Miriama and Talanoa

Miriama and her travel buddy Talanoa

I’m away from home at the moment. Working. It’s a big part of the life of an actor, being on the road. This time I’ve been away for two months. I hit the road just as the new year came in, and I’ve moved in and out of my car I’d say about 25 times since then.

I grew up moving in and out of houses, so I think it was inevitable that I’d go one way or the other. Either I’d get itchy feet and move incessantly, or I’d feel a need to stay put and ward off change. I’m more of the former. When I was a child I used to count the number of houses I’d lived in as I went to sleep, a kind of a litany, a comforting reminder of where I’d been. Now I do the same with the number of countries I’ve visited – if I don’t count airports as a visit to a country, I’m hitting 17 at the moment.

After I graduated from drama school, which was over a decade ago now, I bounced from job to job for about 15 months, not really living anywhere. I remember working on a radio show with a veteran actor, and I talked about wanting to unpack my bags, move into a place and stop shuffling about.

He understood my dilemma. “Oh yes,” he said. “I remember the point in my career where I decided to have a base. Get a room. Put a bed in it”.

I was all ears, hoping that I could gauge my tenacity by his experience: “How long did you tour around before you did that?”

“Eighteen years”. Wow. And I thought I was a gypsy. Nothing like the old school actors to put you in your place.

My zippy little Toyota has learned to accommodate this nomadic lifestyle of mine, although  I suspect it resents the way (thanks to my addiction to op-shopping) I push and shove and squeeze things in when I’m on the move once again and find that there’s stuff I simply can’t bear to leave behind.

At the moment, I’m dreaming about a filing cabinet. It’s at the Colombo St Salvation Army in Newtown. It’s long and low and made of galvanised steel. In my dreams, I invent all sorts of ways to truss it up on the roof of my car. Then we’ll be off, hitting the highway all the way back to Auckland.

Of course the difference with me now is that I have a three-year-old in the car too. She fits in around the huge, aged terracotta pots I found for 50c each in the hospice shop in Marton, and the 80s fizzy drinks crates I picked up off the side of the road in Paekakariki.

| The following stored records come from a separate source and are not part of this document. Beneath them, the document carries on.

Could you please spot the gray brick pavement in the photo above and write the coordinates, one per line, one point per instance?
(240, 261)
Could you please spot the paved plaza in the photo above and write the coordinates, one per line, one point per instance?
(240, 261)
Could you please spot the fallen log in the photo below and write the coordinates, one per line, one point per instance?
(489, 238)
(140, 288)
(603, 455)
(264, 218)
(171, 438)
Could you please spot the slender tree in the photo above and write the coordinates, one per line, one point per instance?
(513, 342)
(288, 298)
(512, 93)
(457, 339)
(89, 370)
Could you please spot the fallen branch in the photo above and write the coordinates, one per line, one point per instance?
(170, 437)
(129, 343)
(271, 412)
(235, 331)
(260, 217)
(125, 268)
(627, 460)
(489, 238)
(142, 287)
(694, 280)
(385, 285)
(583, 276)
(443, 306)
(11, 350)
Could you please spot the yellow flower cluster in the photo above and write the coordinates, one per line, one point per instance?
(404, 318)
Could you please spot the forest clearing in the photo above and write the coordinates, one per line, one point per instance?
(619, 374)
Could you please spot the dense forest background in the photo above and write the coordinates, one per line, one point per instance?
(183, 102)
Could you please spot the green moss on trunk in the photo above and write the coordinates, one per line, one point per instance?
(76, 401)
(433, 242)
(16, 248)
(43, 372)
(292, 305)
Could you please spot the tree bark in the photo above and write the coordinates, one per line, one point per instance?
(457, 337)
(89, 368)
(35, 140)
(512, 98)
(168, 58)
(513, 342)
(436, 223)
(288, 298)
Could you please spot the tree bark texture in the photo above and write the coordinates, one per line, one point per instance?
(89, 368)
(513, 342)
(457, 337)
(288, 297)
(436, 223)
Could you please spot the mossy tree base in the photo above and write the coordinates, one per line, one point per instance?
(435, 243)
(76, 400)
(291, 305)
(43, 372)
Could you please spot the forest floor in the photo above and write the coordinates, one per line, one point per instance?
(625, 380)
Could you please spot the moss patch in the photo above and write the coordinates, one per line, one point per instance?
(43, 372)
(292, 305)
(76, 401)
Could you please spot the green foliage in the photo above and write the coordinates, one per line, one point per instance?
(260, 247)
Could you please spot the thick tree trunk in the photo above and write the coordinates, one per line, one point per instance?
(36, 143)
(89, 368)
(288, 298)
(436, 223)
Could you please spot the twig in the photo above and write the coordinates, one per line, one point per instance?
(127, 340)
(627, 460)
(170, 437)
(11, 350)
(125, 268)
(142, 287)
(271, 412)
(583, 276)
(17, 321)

People talk about kids not being “handbrakes” but it’s no such philosophy that keeps her at my side when I’m working. This just happens to be the way I make my living, so we both have to be on the road a fair bit. Luckily for me, my daughter is adventurous and confident – and she embraces new places and experiences with an open mind and a great deal of pluck.

But, also luckily for me, I have a great bunch of friends, most of them working in the Arts and willing to step in and take her on adventures when I am stuck in the black box of the theatre for days on end.

It’s a strange lifestyle, living off the theatre. It takes a certain personality type I reckon. As an actor you need to be vulnerable, to make yourself open to emotions. It’s sort of the opposite of what we do instinctively as human beings. But in your lifestyle you have to be able to make yourself vulnerable too.

Jane Campion calls it “negative capability”, a term she stole from Keats. In order to be an artist, you have to embrace the unknown, trust your intuition, and accept uncertainty. In real terms as an actor, that means you have to keep your year open, not fill it up with a “real job”. You need to be ready to step in to work when it comes. I know many fine actors who couldn’t dwell in that void and had to find other ways to make their living.

Negative capability is the arch enemy of one great New Zealand institution. The mortgage. I was living in London when the global financial crisis hit, and the panic in the air was palpable. I remember how, from one day to the next, the city emptied, the tubes became spacious and comfortable, the suits disappeared and all that was left were the op-shoppers, carrying their finds through the empty streets.

At the time, I was thinking: “Oh yes. Now everyone is living in the unknown. Now the suits know what it’s like to be an artist, having to live off what you have, and having to trust that another pay packet will come along – not regularly maybe, but that it will come”.

I write with much bravado, but the fact is that I’d love to have a way of paying a mortgage. And nothing keeps me up at four in the morning like the fear of not knowing how I will pay my rent in March, April, May…  But this is the life I have chosen. So I close my eyes and start at the beginning: “100 Wallace Road, 29 St Albans Ave, 10 Herbert Rd, 9 Kelly St, 8 Woodford Rd…” and drift back to sleep.